Dr. Ben Mirus and Dr. Francis Rengers with the U.S. Geological Survey have been using laser scans and GPS cameras, accurate down to one inch, to map out landslides caused by Helene. They hope mapping out Helene’s destruction will help predict future disasters.
“This seems historic,” Rengers said. “It’s unclear that there’s ever been a storm this widespread that caused this much damage in this area.”
So far, they have mapped more than 600 landslides caused by Helene.
“Once we get up into the air and once we get satellite imagery, we expect to find hundreds, if not thousands of landslides,” Mirus said. “…If this event is consistent with previous events where this much rain fell, then yes, we expect there might be thousands of landslides.”
Meanwhile, at the NASA Goddard Space Flight Center outside Washington, D.C., Dr. Dalia Kirschbaum is looking down from space.
“What we’re seeing is that rainfall events are getting more extreme,” said Kirschbaum, who is the director of the Earth Sciences Division.
NASA has more than two dozen satellites and instruments orbiting Earth, Kirschbaum explains.

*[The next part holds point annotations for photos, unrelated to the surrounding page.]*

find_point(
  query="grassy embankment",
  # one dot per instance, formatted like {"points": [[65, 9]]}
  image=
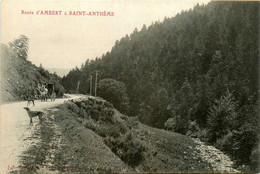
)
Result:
{"points": [[91, 136]]}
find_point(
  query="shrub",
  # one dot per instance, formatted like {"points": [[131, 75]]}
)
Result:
{"points": [[114, 92], [222, 117], [129, 149], [254, 158]]}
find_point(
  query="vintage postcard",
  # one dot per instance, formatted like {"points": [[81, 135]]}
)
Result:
{"points": [[129, 86]]}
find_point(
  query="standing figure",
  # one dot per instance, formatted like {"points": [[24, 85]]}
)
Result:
{"points": [[43, 92]]}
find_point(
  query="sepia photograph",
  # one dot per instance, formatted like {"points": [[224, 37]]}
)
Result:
{"points": [[129, 86]]}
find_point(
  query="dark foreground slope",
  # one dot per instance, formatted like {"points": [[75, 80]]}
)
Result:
{"points": [[19, 77], [91, 136]]}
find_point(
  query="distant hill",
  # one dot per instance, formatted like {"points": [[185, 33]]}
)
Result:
{"points": [[59, 71], [19, 77]]}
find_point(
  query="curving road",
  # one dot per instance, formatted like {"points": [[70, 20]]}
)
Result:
{"points": [[15, 129]]}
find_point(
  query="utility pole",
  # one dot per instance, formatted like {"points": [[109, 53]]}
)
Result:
{"points": [[96, 84], [90, 92], [77, 90]]}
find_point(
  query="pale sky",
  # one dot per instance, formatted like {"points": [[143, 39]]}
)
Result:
{"points": [[67, 41]]}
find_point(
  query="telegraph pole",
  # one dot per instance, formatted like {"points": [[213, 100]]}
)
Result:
{"points": [[90, 92], [96, 84], [77, 90]]}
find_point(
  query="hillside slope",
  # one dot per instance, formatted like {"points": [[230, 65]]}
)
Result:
{"points": [[19, 77], [200, 67], [77, 136]]}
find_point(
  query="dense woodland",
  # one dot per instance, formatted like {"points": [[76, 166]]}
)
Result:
{"points": [[20, 77], [195, 73]]}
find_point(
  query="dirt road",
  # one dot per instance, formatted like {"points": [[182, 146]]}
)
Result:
{"points": [[15, 129]]}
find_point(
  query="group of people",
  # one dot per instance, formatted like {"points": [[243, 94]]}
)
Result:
{"points": [[40, 92]]}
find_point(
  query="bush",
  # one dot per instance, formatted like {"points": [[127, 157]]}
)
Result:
{"points": [[129, 149], [222, 117], [114, 92], [254, 158]]}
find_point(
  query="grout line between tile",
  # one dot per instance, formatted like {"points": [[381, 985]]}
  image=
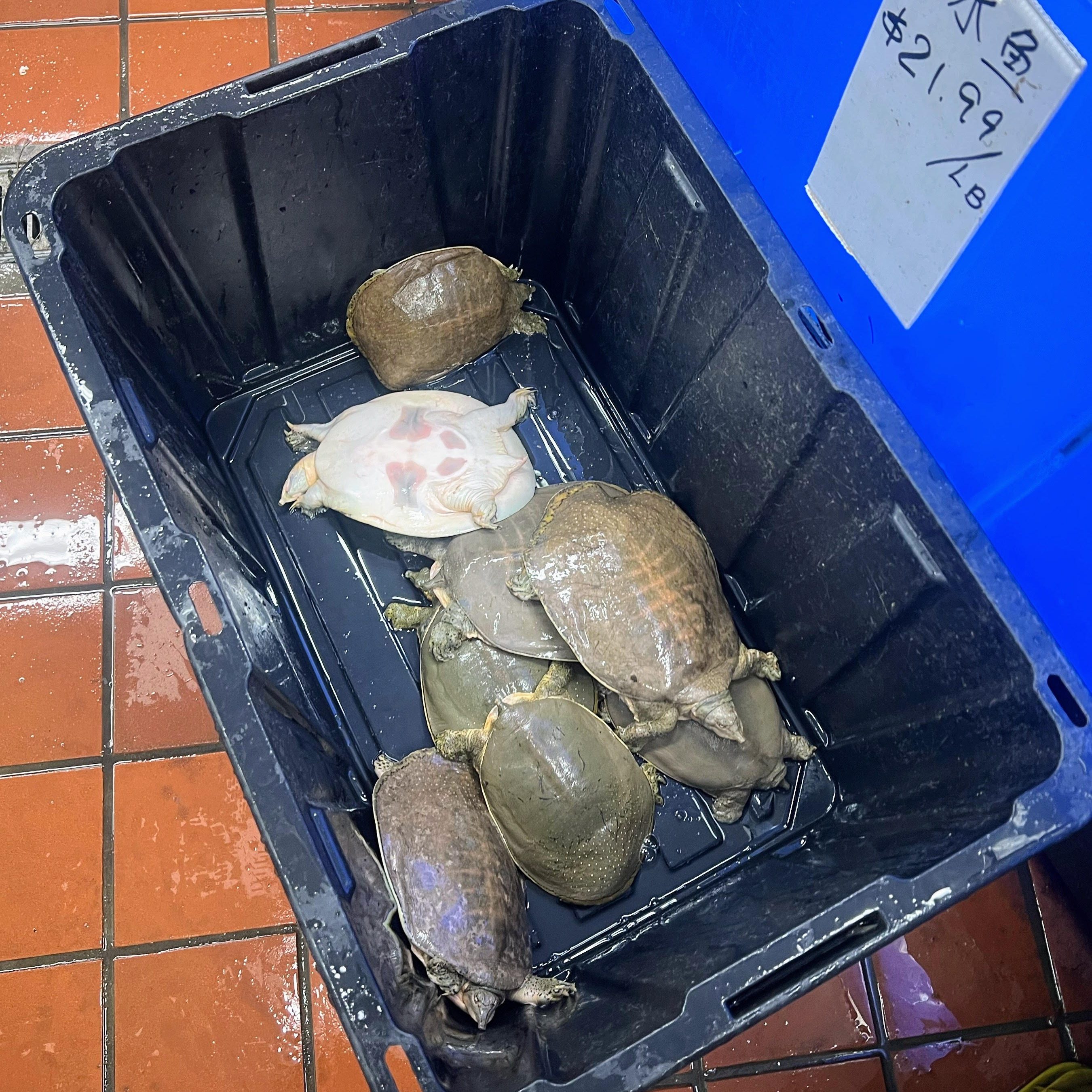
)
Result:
{"points": [[108, 1010], [1042, 946], [798, 1062], [271, 31], [306, 1022], [124, 111], [181, 944], [38, 24], [879, 1024], [54, 959], [189, 750], [30, 435]]}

On a large map mounted on a wall in Goddard, those satellites show where rain is falling in real-time, as well as where landslides have happened around the world.
“What we try to do at NASA is understand the different conditions around which landslides may happen,” Kirschbaum said.
Data collected from NASA, the USGS and other scientists, with the help of artificial intelligence, could soon help predict landslides. And those better predictions and preparations could help save lives.
The death toll from Helene, which made landfall Sept. 26 in Florida, had risen to at least 241 as of Saturday, according to numbers compiled by CBS News, including at least 122 deaths in North Carolina.
“My hope is that a community can take this model and effectively apply it and use it running in their community to better understand, and even anticipate, where we have the highest hazard for landslides,” Kirschbaum said.